Diets low in long-chain fats, such as oils, fish, nuts, avocados, and meat, and supplemented with medium-chain fats (triglycerides), such as dairy products and coconut oil, have been associated with skin improvement for some patients. Other means of diminishing scaling of the skin includes applying keratolytic or urea-containing lotions or creams.
While there is no cure for the muscle stiffness, physical therapy may help with movement. Other means in assisting movement might include bracing and support.

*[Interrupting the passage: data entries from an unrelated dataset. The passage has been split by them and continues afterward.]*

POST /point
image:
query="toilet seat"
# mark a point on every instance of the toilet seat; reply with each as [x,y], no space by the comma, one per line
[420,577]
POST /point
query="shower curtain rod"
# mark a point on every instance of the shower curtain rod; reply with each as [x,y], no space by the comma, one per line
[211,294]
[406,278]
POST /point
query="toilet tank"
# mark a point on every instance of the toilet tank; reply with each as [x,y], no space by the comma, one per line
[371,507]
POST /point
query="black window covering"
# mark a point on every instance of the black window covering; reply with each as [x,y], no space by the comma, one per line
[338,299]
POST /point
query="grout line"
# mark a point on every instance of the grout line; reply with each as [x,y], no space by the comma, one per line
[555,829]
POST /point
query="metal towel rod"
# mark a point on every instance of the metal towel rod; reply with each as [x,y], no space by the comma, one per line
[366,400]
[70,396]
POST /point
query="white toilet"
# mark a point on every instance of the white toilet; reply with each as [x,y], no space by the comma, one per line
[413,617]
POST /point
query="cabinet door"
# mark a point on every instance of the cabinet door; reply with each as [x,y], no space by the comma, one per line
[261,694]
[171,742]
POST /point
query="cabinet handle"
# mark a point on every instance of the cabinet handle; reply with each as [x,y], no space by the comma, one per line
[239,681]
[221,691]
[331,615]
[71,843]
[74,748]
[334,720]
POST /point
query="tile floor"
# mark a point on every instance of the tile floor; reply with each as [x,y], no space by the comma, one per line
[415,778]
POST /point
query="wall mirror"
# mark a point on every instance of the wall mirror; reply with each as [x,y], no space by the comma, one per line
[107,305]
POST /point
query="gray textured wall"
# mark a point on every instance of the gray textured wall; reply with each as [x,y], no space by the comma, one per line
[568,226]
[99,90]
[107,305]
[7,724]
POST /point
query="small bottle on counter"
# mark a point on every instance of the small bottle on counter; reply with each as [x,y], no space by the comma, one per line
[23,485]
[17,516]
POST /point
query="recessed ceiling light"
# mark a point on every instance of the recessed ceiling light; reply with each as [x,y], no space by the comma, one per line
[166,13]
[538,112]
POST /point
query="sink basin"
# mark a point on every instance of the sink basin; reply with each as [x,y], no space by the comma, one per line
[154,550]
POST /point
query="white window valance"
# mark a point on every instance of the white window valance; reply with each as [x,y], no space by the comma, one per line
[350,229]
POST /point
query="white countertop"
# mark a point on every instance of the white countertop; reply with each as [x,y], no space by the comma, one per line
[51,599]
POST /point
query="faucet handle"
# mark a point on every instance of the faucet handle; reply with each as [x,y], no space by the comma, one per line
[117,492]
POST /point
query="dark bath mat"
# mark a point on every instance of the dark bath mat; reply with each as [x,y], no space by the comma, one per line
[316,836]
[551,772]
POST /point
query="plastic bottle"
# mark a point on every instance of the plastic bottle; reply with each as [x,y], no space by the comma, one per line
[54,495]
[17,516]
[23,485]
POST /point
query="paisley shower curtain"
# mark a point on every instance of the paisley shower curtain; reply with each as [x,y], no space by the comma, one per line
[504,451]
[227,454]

Individuals with SLS will likely benefit from special education services in light of their intellectual disability. Speech and language therapy has shown some benefit in improving language performance and augmented communication skills.
Genetic counseling is recommended for affected individuals and their family members.
The drug zileuton has been used to improve the itchy characteristic of the skin (pruritis) and improved behavior in a few affected individuals. Its use is warranted when the itching is severe and the individual is over 5 years of age.
Bezafibrates are useful for affected individuals who have residual FALDH expression. One study has shown improved FALDH activity in fibroblasts from affected patients. This therapy requires further study to demonstrate additional benefits.